National’s public transport conversion would be more convincing with a better track record
Wednesday, 1 July 2026
Tangi Utikere is the Labour Party’s transport spokesperson
OPINION: Transport Minister Chris Bishop appears to be suffering from selective amnesia as he lines up to criticise the National Ticketing Solution, a project progressed under both National and Labour-led governments.
It’s a bit rich for Bishop to frame this as a Labour mess when National had its hands on the wheel for a significant stretch of the journey.
The National Ticketing Solution was a practical response to a simple reality: New Zealand’s patchwork of ageing ticketing systems was nearing the end of its life. The choice facing governments was never whether to spend money or not, it was whether to keep pouring money into outdated systems or invest in a single national platform that would serve New Zealanders for decades.
Large technology projects are difficult. Timelines shift. Costs change. Governments of all stripes have inherited projects that require adjustment and reset as technology evolves.
That’s an argument for bipartisan commitment, not political point-scoring.
The case for getting this right is straightforward. A parent travelling between regions should not need a different card for every city. A student should not lose concession entitlements because they crossed a regional boundary. Visitors should be able to tap on with a debit card in Christchurch, Auckland or Wellington without needing a crash course in local ticketing quirks. That was true when the project was commissioned, and it remains true today.
Transport infrastructure should not become a political football simply because it spans more than one term.

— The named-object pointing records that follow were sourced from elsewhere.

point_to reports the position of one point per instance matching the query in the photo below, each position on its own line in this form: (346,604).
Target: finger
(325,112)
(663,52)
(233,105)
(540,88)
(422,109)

National’s enthusiasm for public transport this week would carry more weight if its record didn’t tell a different story. For years, buses and trains have been treated as an afterthought - a nice extra once the roads budget is sorted - while Labour has consistently approached public transport as an essential service that helps people get to work, school and appointments affordably.

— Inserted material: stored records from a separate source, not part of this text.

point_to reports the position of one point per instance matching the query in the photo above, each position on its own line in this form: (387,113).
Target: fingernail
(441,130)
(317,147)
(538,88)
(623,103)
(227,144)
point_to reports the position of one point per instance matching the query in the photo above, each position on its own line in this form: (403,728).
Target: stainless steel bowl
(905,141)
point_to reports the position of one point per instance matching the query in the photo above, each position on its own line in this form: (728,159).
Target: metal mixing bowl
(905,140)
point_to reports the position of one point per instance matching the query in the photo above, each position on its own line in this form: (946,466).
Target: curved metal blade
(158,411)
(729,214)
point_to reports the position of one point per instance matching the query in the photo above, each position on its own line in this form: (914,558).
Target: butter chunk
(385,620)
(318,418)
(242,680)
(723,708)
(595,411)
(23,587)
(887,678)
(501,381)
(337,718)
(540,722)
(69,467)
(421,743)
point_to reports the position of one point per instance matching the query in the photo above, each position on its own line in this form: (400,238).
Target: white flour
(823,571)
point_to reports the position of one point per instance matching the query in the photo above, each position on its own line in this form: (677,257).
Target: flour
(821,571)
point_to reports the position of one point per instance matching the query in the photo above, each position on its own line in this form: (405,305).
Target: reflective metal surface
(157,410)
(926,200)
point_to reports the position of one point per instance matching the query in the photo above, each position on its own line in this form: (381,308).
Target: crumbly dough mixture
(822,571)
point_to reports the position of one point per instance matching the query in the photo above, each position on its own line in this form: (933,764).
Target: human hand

New Zealanders who rely on public transport every day have watched that contrast play out in funding decisions, in cancelled projects, and in the chronic underinvestment that made a national ticketing solution necessary in the first place.
Long-term infrastructure planning requires genuine bipartisan commitment, not selective ownership. National can’t credibly champion a project when it suits the news cycle while spending years treating the underlying network as a second-order priority.
Projects are being brought forward without clear answers about who pays, when they will be delivered, or which projects will be delayed when costs inevitably rise.
The result is a growing gap between National’s wish list and reality.
New Zealand deserves honesty about transport investment.
That means acknowledging that nationwide ticketing is worthwhile infrastructure.
It also means being upfront that roads, rail and public transport all require sustainable funding and long-term planning rather than press releases and ribbon-cutting opportunities.
Transport projects should be judged by whether they improve people's lives and whether they represent value for money over the long term.
By that measure, a national ticketing system that simplifies travel for millions of passengers stacks up rather well.
The same cannot yet be said for a roads programme with billion-dollar question marks hanging over how it will be paid for.
Chris Bishop needs to stop dragging his heels, costing taxpayers more, and get on with delivering for New Zealanders.